Microsoft said it blocked a Lebanon-based hacking group it tracks as Polonium from using the OneDrive cloud storage platform for data exfiltration and command and control while targeting and compromising Israelian organizations.
The company also suspended more than 20 malicious OneDrive applications used in Polonium’s attacks, notifying the targeted organizations and quarantining the threat actors’ tools via security intelligence updates.
Throughout the attacks that mainly targeted Israel’s critical manufacturing, IT, and defense industry sectors since February 2022, Polonium operators have also likely coordinated their hacking attempts with multiple Iran-linked threat actors, according to Redmond’s analysis.
“We also assess with moderate confidence that the observed activity was coordinated with other actors affiliated with Iran’s Ministry of Intelligence and Security (MOIS), based primarily on victim overlap and commonality of tools and techniques,” Microsoft said.
“Such collaboration or direction from Tehran would align with a string of revelations since late 2020 that the Government of Iran is using third parties to carry out cyber operations on their behalf, likely to enhance Iran’s plausible deniability.”
In some of the attacks, Microsoft has observed evidence pointing at MOIS operators possibly providing Polonium hackers with access to previously breached networks.

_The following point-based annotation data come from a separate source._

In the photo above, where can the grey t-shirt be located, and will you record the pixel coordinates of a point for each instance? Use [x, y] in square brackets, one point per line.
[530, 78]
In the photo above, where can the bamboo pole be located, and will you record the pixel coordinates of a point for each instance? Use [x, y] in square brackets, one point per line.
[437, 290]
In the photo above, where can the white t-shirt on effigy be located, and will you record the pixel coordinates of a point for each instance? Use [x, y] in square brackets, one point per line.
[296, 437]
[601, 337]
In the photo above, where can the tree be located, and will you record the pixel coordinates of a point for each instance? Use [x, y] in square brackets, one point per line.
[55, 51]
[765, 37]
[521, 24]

Polonium operators have also targeted multiple victims compromised by the MuddyWater APT group, tracked by Microsoft as Mercury, and linked to the Iranian Ministry of Intelligence and Security by US Cyber Command.
The threat actors have used several malware strains in their attacks, such as CreepyDrive and PowerShell-based CreepySnail implants for command and control and data theft.
Possible initial access via vulnerable Fortinet devices
Microsoft added that, for the vast majority of victims, the initial access vector seems to be unpatched Fortinet FortiOS SSL VPN devices vulnerable to CVE-2018-13379 exploits targeting a critical path traversal flaw allowing login credentials theft.
This comes after a hacker leaked the credentials for almost 50,000 vulnerable Fortinet VPNs in November 2020, just a few days after a list of CVE-2018-13379 one-line exploits was shared online.
Almost one year later, a list of nearly 500,000 Fortinet VPN credentials allegedly scraped from exploitable devices was again leaked online.
US, UK, and Australian cybersecurity agencies warned in November 2021 of several Fortinet vulnerabilities (including the CVE-2018-13379 path traversal) being actively exploited by an Iranian-backed hacking group.
“While we continue to pursue confirmation of how POLONIUM gained initial access to many of their victims, MSTIC notes that approximately 80% of the observed victims beaconing to graph.microsoft.com were running Fortinet appliances,” Microsoft added.
“This suggests, but does not definitively prove, that POLONIUM compromised these Fortinet devices by exploiting the CVE-2018-13379 vulnerability to gain access to the compromised organizations.”
Microsoft urged customers to ensure that Microsoft Defender Antivirus uses the latest security intelligence updates (1.365.40.0 or later) and that multi-factor authentication (MFA) is enforced for all remote connectivity to block the abuse of potentially compromised credentials.